International Research Journal of Engineering and Technology (IRJET) e-ISSN: 2395-0056
Volume: 09 Issue: 05 | May 2022 www.irjet.net p-ISSN: 2395-0072
© 2022, IRJET | Impact Factor value: 7.529 | ISO 9001:2008 Certified Journal | Page 1733
Visualizing and Forecasting Stocks Using Machine Learning
Harshal Pujari, Akshata Ubale, Shubham Patil, Atharva Shrivastav, Prof. Vrushali Kondhalkar
Students, Dept. of Computer Engineering, Jayawantrao Sawant College of Engineering, Pune, Maharashtra, India
---------------------------------------------------------------------***---------------------------------------------------------------------
Abstract - An Accurately predicting stock market returns is a
veritably grueling task due to its unpredictable, arbitrary, and
rapid-changing nature. With the preface of Machine Learning
techniques, programmed style prediction of stock market
returns has been proved to be more effective. Although there
are various models in Machine Learning to prop prediction,
this work substantially focuses on the use of the Regression
model and the LSTM model for the prediction of stock market
returns.
Key Words: LSTM, Prediction, Stock, Regression,
Dataset, etc.
1. INTRODUCTION
The stock market is characterized as dynamic,
arbitrary, and unsystematic in nature. There are various
factors that affect stock prices like political conditions, the
global economy, etc., making stock prediction a grueling task.
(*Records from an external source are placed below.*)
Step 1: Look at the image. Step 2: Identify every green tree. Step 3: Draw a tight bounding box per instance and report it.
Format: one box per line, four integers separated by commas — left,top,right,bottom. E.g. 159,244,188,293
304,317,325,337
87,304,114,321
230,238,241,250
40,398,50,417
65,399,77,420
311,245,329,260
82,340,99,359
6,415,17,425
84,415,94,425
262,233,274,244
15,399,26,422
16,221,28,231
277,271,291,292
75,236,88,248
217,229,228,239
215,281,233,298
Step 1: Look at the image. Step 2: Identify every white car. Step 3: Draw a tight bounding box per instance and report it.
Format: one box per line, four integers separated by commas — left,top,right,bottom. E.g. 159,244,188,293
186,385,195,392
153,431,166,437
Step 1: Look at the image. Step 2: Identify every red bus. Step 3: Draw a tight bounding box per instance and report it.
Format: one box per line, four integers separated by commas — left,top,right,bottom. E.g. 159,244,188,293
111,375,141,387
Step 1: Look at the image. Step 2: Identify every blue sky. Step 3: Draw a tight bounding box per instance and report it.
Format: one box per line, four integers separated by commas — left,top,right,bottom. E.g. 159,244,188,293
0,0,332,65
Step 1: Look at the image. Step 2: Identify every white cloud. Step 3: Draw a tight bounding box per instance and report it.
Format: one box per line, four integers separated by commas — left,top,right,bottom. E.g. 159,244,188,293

Thus, using Machine Learning techniques to predict stock
values by observing trends, could prove highly effective. [1]
In Machine Learning, the dataset is the most significant part.
Even a little change in data can immortalize massive
changes. So, data should be as refined and concrete as
possible. For this work, the dataset is attained from Yahoo
Finance. Yahoo Finance is a part of the Yahoo network which
allows accessing datasets of stocks of several companies.
The regression model and LSTM model are considered for
this work. Regression serves the purpose of keeping errors
as low as possible and LSTM grants memory for the data and
results to be used for the long run. The graph of the actual
and the predicted value of stocks is plotted using both
regression and LSTM techniques. The remaining paper
consists of the following: Section 2 discusses the related
work. Section 3 puts forward the two models used and the
methods used in them in detail. Section 4 discusses the
results produced with different plots for both models in
detail. Section 5 has the conclusion and the last section
contains the references.
2. RELATED WORK
From the literature survey, it is clear that the machine
learning techniques is applied for stock market vaticination
across the world. Compared to contemporary vaticination
techniques, these techniques are much more accurate.
The model developed by Kim and Ha in [2] is a blend of
artificial neural networks (ANN) and genetic algorithms
(GAs). They discretized the features for predicting the stock
price index. They incorporated data from technical indicators
and the daily Korea stock price index (KOSPI). The data
accommodated 2928 trading days, stretching from January
1989 to December 1998. They applied optimization of feature
discretization, which is a technique akin to dimensionality
reduction. They introduced genetic algorithms (GA) to
enhance the Artificial Neural networks (ANN). Limitation
of their work is that they focused only on two factors in
optimization. They believed that the genetic Algorithm has a
substantial prospective for feature discretization
optimization.
Qiu and Song in [3] also introduced a solution that was
based on an optimized artificial neural network (ANN) model.
In this work, the authors have utilized genetic algorithms and
an artificial neural network-based model and named it as GA-
ANN model.
For data mining applications, Piramuth in [4] organized
an in-depth evaluation of various feature selection methods.
The datasets which were credit approval data, tam, and kiang
data, were used. It compared how various feature selection
methods optimized decision tree performance. The featured
selection methods like probabilistic distance measures: the
Bhattacharyya measure, the Mahalanobis distance measure,
the Matusita measure, the divergence measure, and the
Patrick-Fisher measure; were compared. The advantage of
this paper is that the author analyzed both feature selection
methods, i.e., probabilistic distance-based and several inter-
class feature selection methods. Another strength is that the
evaluation was performed, based on different datasets.
However, only decision tree was used in this work as
evaluation algorithm. So, it is difficult to conclude if the
feature selection method still works the same way on the
larger and complex dataset or model.
Hasan and Nat in [5] forecasted the stock market for stock
prices of four distinct Airlines. They used the Hidden Markov
Model (HMM) for prediction. The states of the model were
reduced down to four states: The opening price, the closing
price, the highest price, and the lowest price. The strength of
this paper is that no expert knowledge is needed in this
approach to design a prediction system. On the other hand,
the dataset used for the training and testing purposes of this
model is really small. A maximum of 2 years is selected as the
data range of the training and testing dataset.